If on a map we compare the limits indicated for the natural region with the political borders of Germany, we immediately notice that these are conventional and still that towards the NE. Germany with East Prussia extends beyond the limits of the natural region over a part of the adjacent Vistula region. To the west, largely conventional borders separate it from France, Belgium, Luxembourg and Holland. At noon the border that separates it from the Swiss Confederation is marked by Lake Constance and the Rhine, but around Schaffhausen it leaves this natural line and takes on a bizarre route in which, among other things, the Badese interlocking of Büsingen within the Swiss territory.

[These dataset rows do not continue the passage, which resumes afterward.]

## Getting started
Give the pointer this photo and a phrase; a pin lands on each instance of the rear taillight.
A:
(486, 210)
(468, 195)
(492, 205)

To the east of Lake Constance, the border, while leaning on the Bavarian Prealps, it does not follow watershed lines, but rises to the peaks and descends from them to cut the bottoms of the valleys: it is a largely conventional line which then follows the lower courses of the Salzach and the Inn and from Passau climbs up to the Šumava, for the Ore Mountains and the Sudetenland towards E. Before the World War the border with the Russian Empire followed conventional lines, but supported by streams, forests and swamps: with Prussian Silesia and East Prussia the Germanic territory described as the branches of a pincer around Russian Poland. Of these branches the northern one was broken by the peace treaties and the border with Poland, which became independent, it has an even more bizarre shape than the previous one and is in full contrast with the modern tendency to round the borders and make them continuous lines around the states. Once Poland was reconstituted as an independent state, the Polish corridor, formed by Posnania and small Pomerania to give Polish compatriots to Poland and to this an outlet to the sea, detaches and isolates East Prussia territorially from the body of the state to which it belongs and the Republic of Gdansk still complicates a situation that cannot give guarantees of tranquility or duration.

In this article, dedicated to Germany within its political borders, the territories of the Germanic natural region outside the borders will be excluded. However, it will always be possible to take into consideration the natural sub-regions or the parts of the same that enter the sphere of the political entity considered here.